Pandas is a powerful open-source data analysis and manipulation library for Python. It provides data structures for efficiently storing and manipulating tabular data, time series, and matrix data. Pandas is built on top of NumPy and is an essential tool for data analysis in Python.


## Why Use Pandas?


- Fast and efficient data manipulation with labeled axes


- Handles missing data gracefully


- Easy data alignment and integration


- Powerful grouping and aggregation capabilities


- Excel-like data analysis with Python


- Built-in data visualization


- Great for time series analysis


Import pandas and numpy libraries


In [None]:
import pandas as pd
import numpy as np



Check version


In [None]:
print(f"Pandas version: {pd.__version__}")
print(f"NumPy version: {np.__version__}")



## Key Pandas Objects


Pandas has two main data structures:


1. **Series**: One-dimensional array with labeled indexes


2. **DataFrame**: Two-dimensional table with rows and columns (similar to a spreadsheet)

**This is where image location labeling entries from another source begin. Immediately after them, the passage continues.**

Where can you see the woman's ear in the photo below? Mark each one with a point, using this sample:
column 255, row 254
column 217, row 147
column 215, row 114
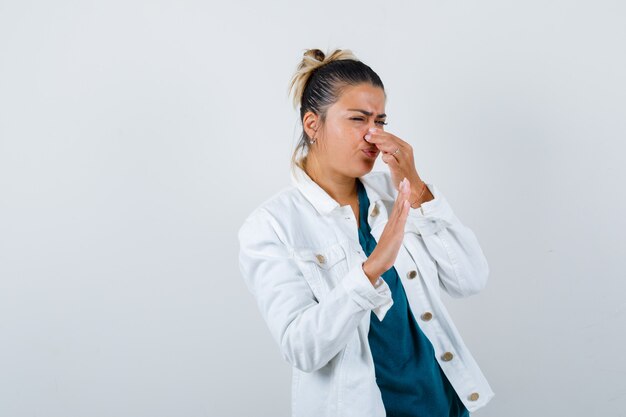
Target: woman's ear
column 310, row 123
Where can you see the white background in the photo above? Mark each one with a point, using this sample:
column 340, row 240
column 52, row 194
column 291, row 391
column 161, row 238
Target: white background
column 136, row 136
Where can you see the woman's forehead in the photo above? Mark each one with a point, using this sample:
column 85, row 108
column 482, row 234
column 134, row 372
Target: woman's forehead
column 363, row 97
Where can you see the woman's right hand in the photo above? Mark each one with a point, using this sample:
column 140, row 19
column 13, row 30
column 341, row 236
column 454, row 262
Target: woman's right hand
column 385, row 253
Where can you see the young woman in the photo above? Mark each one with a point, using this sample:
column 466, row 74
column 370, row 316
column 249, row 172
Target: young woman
column 346, row 265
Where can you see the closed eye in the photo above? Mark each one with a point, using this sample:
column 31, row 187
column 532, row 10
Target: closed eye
column 380, row 122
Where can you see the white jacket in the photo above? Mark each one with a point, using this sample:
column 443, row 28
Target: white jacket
column 300, row 257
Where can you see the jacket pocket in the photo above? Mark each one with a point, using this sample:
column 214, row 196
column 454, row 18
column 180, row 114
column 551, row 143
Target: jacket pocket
column 323, row 268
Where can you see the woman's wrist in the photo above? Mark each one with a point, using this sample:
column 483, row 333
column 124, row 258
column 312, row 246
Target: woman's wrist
column 370, row 272
column 419, row 194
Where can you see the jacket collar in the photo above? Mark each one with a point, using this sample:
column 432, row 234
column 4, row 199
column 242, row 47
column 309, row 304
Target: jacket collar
column 323, row 202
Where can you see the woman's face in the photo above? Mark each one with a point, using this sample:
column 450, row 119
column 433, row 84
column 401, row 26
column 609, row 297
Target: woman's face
column 340, row 147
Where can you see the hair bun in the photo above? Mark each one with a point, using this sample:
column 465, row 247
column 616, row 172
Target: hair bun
column 316, row 54
column 312, row 59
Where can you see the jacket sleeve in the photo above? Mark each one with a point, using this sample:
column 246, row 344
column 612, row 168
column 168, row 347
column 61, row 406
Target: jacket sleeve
column 309, row 332
column 461, row 264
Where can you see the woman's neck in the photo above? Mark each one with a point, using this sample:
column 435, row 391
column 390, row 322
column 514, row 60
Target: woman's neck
column 340, row 187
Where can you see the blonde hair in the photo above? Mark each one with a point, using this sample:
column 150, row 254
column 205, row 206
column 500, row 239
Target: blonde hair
column 318, row 82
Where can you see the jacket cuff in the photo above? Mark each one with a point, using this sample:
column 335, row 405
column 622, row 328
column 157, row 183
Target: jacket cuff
column 360, row 289
column 431, row 216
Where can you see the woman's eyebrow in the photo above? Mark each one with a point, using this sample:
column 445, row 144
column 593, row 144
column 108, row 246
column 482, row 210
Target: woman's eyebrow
column 368, row 113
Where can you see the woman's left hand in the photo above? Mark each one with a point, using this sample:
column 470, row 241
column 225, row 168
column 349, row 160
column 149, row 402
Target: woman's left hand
column 397, row 154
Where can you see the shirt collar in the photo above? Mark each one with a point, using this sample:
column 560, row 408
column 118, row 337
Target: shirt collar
column 323, row 202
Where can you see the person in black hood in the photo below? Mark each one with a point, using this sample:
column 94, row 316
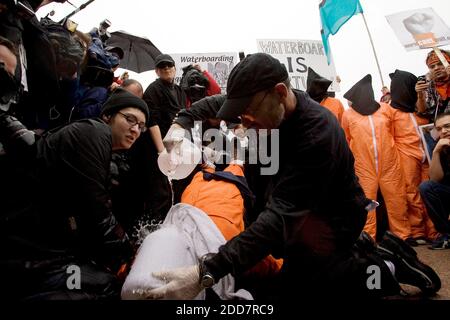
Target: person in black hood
column 316, row 209
column 368, row 127
column 411, row 151
column 317, row 88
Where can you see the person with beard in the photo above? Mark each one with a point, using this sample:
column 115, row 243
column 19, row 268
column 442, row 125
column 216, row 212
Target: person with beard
column 411, row 152
column 316, row 210
column 369, row 130
column 317, row 88
column 436, row 192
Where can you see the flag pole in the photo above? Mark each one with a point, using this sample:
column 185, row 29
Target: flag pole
column 373, row 48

Let's create simple examples of each:


Create a simple Series


In [None]:
s = pd.Series([10, 20, 30, 40], index=['a', 'b', 'c', 'd'])
print("Series example:")
print(s)



Create a simple DataFrame


In [None]:
data = {
    'Name': ['Ali', 'Ayşe', 'Mehmet', 'Zeynep'],
    'Age': [25, 30, 35, 28],
    'City': ['Istanbul', 'Ankara', 'Izmir', 'Bursa']
}

df = pd.DataFrame(data)
print("\nDataFrame example:")
print(df)



## Basic Operations


Let's look at some common operations in Pandas:


View the first rows of DataFrame


In [None]:
print("First 2 rows:")
print(df.head(2))



View basic statistics


In [None]:
print("\nBasic statistics:")
print(df.describe())



Get information about DataFrame


In [None]:
print("\nDataFrame info:")
df.info()



## Typical Pandas Workflow


A typical workflow using pandas generally includes:


1. **Loading data**: Import data from CSV, Excel, SQL, JSON, etc.


2. **Exploring data**: Look at sample rows, check statistics, understand the structure


3. **Cleaning data**: Handle missing values, remove duplicates, fix data types


4. **Manipulating data**: Transform, filter, and organize data as needed


5. **Analyzing data**: Perform calculations, grouping, and statistical analysis


6. **Visualizing data**: Create plots and charts to visualize findings


7. **Saving results**: Export processed data or analysis results


Over the next few notebooks, we'll explore each of these steps in detail.


Example: Create a simple dataset


In [None]:
np.random.seed(42)  # For reproducibility
dates = pd.date_range('20230101', periods=6)
df = pd.DataFrame(np.random.randn(6, 4), index=dates, columns=list('ABCD'))

print("Example time-series data:")
print(df)



Simple analysis


In [None]:
print("\nColumn means:")
print(df.mean())



Simple visualization


In [None]:
import matplotlib.pyplot as plt


%matplotlib inline - This is for Jupyter notebooks


In [None]:

plt.figure(figsize=(10, 6))
df.plot(figsize=(10, 6))
plt.title('Random Time Series Data')
plt.ylabel('Value')
plt.grid(True)


plt.show() # Uncomment to show the plot when running as a script


## Conclusion


This script provided a brief introduction to pandas and its capabilities. In the following scripts, we'll explore pandas data structures and operations in more detail:


1. Series: One-dimensional labeled arrays


2. DataFrames: Two-dimensional labeled data structures


3. Reading Data: Importing data from CSV and JSON files


4. Data Analysis: Techniques for exploring and analyzing data


Each script will build on these fundamentals and provide more in-depth examples.